Back then, we could put into practise the words of WH Davies' poem learned by practically every youngster: What is this life if full of care we have no time to stand and stare; No time to stand beneath the boughs; And stare as long as sheep or cows.
Watching steam trains at work was always worth a gaze because in those days every station, however small, had its own little marshalling yard, carefully calculated stretches of rail where trains could offload wagons containing goods and merchandise for local dealers. This was how coal merchants got their supplies.
Pulham Market was one of the dozen little stations on the Waveney Valley line running between Tivetshall on the main Norwich-London route and Beccles where it linked to the Lowestoft line to Ipswich. It was a single track with passing points at Harleston and Bungay and each of the tiny halts had a spare line to off-load goods, as did almost every station across Britain.
It was a treat for kids to find a comfy fence and watch as one or two men, working tightly with the loco and using a long wooden shoe to slow or arrest the released wagons, separated a couple of trucks from the main body of the goods train. This elementary entertainment came to an end in 1963 with Dr Beeching's report, The Reshaping of British Railways.
At a stroke he killed off 2,363 stations and 5,00 miles of track. There were protests all over the place and, here and there, somebody saved a station or a bit of line but in the end the doctor's orders were carried out. There was clearly a need to trim the railway system which, like the rest of the country was suffering from the strains of the 1930s depression and the bankruptcy of war. Millions of pounds the country hadn't got at the time were needed to update its creaking infrastructure and locomotives.
But I do recall a few wise heads at the time asking that not every BR building should be smashed to the ground and not every sleeper ripped up because, they said, there might come a time in the future when we wanted to run more trains, not fewer. Well, maybe that time is coming. The Tories say they are going to reverse Beeching and reinstate local rail lines as part of a package of measures to rejuvenate provincial towns.
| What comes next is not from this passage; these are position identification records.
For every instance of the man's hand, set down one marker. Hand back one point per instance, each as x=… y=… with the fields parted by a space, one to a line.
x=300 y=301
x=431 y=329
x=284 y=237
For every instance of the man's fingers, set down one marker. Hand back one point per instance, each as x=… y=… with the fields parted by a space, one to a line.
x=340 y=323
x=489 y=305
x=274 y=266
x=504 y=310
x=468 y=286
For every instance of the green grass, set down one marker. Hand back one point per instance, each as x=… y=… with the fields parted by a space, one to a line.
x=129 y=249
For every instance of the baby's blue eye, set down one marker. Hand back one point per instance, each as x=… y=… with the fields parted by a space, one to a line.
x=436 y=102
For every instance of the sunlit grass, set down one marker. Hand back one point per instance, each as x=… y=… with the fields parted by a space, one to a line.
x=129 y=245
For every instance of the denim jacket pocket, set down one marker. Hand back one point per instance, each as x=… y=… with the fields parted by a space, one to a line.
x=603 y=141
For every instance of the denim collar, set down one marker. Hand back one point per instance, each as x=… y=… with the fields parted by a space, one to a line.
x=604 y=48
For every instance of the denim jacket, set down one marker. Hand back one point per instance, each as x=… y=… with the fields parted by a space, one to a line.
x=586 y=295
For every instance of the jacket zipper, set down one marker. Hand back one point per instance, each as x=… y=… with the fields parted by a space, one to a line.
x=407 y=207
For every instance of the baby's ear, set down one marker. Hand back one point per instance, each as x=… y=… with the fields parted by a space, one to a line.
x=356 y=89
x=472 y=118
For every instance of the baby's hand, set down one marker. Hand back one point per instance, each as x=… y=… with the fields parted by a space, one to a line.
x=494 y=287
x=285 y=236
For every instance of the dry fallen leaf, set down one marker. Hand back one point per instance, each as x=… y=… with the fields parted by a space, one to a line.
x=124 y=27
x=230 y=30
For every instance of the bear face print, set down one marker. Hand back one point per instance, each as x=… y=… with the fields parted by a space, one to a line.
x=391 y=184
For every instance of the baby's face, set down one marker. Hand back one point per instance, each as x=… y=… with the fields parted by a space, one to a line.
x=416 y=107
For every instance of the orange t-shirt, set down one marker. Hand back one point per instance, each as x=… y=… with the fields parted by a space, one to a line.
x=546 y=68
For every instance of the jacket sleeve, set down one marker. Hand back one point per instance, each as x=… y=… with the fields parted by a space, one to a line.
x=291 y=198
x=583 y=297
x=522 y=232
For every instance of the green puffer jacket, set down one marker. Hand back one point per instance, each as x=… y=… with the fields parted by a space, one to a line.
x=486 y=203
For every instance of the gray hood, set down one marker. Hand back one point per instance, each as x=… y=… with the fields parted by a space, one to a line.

It's a brilliant idea and one that will find favour with most people but we should also bear in mind that there's a general election coming up and the various parties, in perhaps the most uncertain poll of all time, are anxious to grab our attention with attractive promises that might persuade us to vote for them.
On the other hand, this is one pledge that makes a lot of sense, taking cars and lorries of the roads and helping clear the airways with electric trains, perhaps kids will again see trains unloading containers at lots of places the way the steam-driven goods trains did their stuff 100 years ago.
It will happen because it's got if the nation is not going to seize up solid with traffic jams, but it will take a lot more loot than the £500 the government says it has earmarked for a start. You only have to weight up the billions that are disappearing into the new high speed rail heading north out of London to form a picture of how much it would cost to reverse even a small part of the incredible rail system that Dr Beeching wiped out with a stroke of his pen.